Stuart Fire Department is One of The Top in The U.S.


At the last Martin County Taxpayers Association board meeting, Stuart Fire Chief Vince Felicione, along with Chief of Operations Troy Bowser and Stuart Commissioner Troy McDonald, gave a presentation about the department.

McDonald wanted to make sure that the community knew that Stuart and Sewall’s Point (to whom the city provides fire rescue services) is the beneficiary of a rating from the Insurance Service Office (ISO) of 1. Very few departments in the entire United States can boast of achieving that. It saves money on fire insurance for the residents and shows that the department has risen to the highest level of achievement.

Felicione stated that the department has 43 employees virtually all of whom are paramedics. Many come to the department with that training saving Stuart the expense of certifying their credentials.

The city is about seven square miles in size and generates 7500 calls for fire rescue services a year. Stuart Fire Department is opening a third station in north Stuart. It was revealed by the city after this meeting that it will be located on Green River Parkway and should open by the end of next year. Currently, there is a temporary facility with a rescue vehicle in North Stuart.

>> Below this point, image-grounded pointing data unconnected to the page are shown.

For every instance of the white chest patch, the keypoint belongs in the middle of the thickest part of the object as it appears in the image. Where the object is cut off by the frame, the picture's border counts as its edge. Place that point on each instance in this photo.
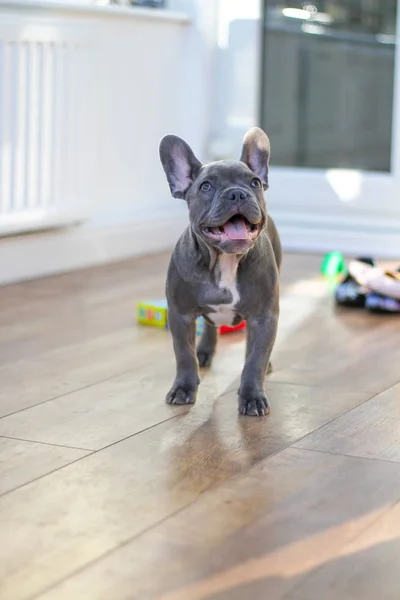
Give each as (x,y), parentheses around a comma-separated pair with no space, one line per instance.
(224,313)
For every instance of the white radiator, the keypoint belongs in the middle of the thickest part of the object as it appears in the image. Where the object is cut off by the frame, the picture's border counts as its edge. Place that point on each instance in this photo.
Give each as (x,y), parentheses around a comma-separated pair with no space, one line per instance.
(45,165)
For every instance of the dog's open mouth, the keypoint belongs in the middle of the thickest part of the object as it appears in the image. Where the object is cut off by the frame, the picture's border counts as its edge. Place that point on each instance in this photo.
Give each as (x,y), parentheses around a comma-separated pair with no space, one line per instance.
(236,228)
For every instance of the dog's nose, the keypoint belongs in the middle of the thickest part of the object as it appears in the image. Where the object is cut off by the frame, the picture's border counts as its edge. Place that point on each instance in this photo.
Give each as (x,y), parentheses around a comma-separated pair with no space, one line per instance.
(237,195)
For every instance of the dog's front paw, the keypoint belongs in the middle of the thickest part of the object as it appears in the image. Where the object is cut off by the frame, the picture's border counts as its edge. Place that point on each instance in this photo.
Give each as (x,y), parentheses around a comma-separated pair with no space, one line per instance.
(253,404)
(204,357)
(181,394)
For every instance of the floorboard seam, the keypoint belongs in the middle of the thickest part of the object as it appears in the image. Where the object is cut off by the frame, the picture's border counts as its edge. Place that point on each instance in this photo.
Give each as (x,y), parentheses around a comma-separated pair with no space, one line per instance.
(10,437)
(78,389)
(369,458)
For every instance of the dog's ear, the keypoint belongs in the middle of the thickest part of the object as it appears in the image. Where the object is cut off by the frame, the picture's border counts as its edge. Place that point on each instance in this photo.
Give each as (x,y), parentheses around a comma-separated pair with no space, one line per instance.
(180,164)
(255,153)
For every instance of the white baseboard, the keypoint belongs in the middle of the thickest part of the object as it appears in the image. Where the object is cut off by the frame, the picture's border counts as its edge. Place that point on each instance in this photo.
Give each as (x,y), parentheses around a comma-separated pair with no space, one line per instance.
(47,253)
(40,254)
(378,239)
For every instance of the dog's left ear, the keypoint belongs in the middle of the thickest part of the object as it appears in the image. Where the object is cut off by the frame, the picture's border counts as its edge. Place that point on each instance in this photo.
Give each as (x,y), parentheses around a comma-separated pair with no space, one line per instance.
(255,153)
(180,164)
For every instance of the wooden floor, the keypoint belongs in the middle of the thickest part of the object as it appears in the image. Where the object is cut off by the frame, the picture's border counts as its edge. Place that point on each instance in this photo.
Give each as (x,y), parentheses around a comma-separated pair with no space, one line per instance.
(107,493)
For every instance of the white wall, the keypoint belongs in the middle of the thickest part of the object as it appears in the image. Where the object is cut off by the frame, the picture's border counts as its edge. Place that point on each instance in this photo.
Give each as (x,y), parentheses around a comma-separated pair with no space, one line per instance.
(149,76)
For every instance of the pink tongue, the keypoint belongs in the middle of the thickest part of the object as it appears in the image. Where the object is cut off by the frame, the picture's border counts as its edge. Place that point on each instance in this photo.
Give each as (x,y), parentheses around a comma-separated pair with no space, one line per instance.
(236,229)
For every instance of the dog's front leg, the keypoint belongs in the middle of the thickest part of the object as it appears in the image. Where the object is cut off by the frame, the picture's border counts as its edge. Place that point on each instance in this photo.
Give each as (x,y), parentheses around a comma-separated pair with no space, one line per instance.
(184,388)
(261,333)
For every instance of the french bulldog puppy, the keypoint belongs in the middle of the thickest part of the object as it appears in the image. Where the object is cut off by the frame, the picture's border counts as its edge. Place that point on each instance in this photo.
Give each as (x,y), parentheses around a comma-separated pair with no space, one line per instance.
(225,266)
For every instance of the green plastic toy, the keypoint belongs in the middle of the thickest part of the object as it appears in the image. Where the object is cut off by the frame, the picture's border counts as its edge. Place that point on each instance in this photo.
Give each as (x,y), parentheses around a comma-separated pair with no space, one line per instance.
(333,264)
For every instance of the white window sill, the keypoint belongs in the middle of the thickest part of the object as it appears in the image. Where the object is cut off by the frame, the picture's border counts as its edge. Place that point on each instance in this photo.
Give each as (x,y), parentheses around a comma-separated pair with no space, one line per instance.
(133,12)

Like the county, the city has also applied for a federal SAFER grant to hire six more fire fighters to staff the new station. A subsequent discussion with the chief revealed that within the last three years, 8 Stuart fire employees have gone to work at the county with another 4-5 possibly leaving in the next few months.

The county does pay more which has enticed some fire/rescue employees to leave the smaller department. Both departments also lose personnel to both St. Lucie and West Palm Beach in addition to other departments further south. It is our contention that it becomes easier for employees to commute longer distances because of the unique nature of fire departments’ 24-hour shifts. We may examine this arrangement in a subsequent article.

Stuart had $180,000 in overtime in the past year mainly due to COVID. The negotiated contract with the union allows for a minimum of 2 years’ service for a new hire before they can move to another department. The city feels that provision is enforceable on the employee. The county, which has similar language, does not believe it is worth the expense of trying to keep the employee.

There is a new interlocal agreement between the county and city. The agreement is for each department to handle calls within their own jurisdictions. This was meant to cut down on cross-jurisdictional calls. It is too early to tell whether it will or not. The departments are dispatched by the county’s emergency dispatch system which is paid by the county’s general fund.

It is difficult to sort out whether income from responding to calls at assisted living facilities are adequate or not. Both departments are entitled to reimbursement from insurance companies and government services such as Medicare. Whether the income is sufficient may be in question because of the nature of the response. The county will send more equipment and therefore it could be more expensive.

There is much more to examine in both departments to see whether our taxes are being spent appropriately and whether any savings exist.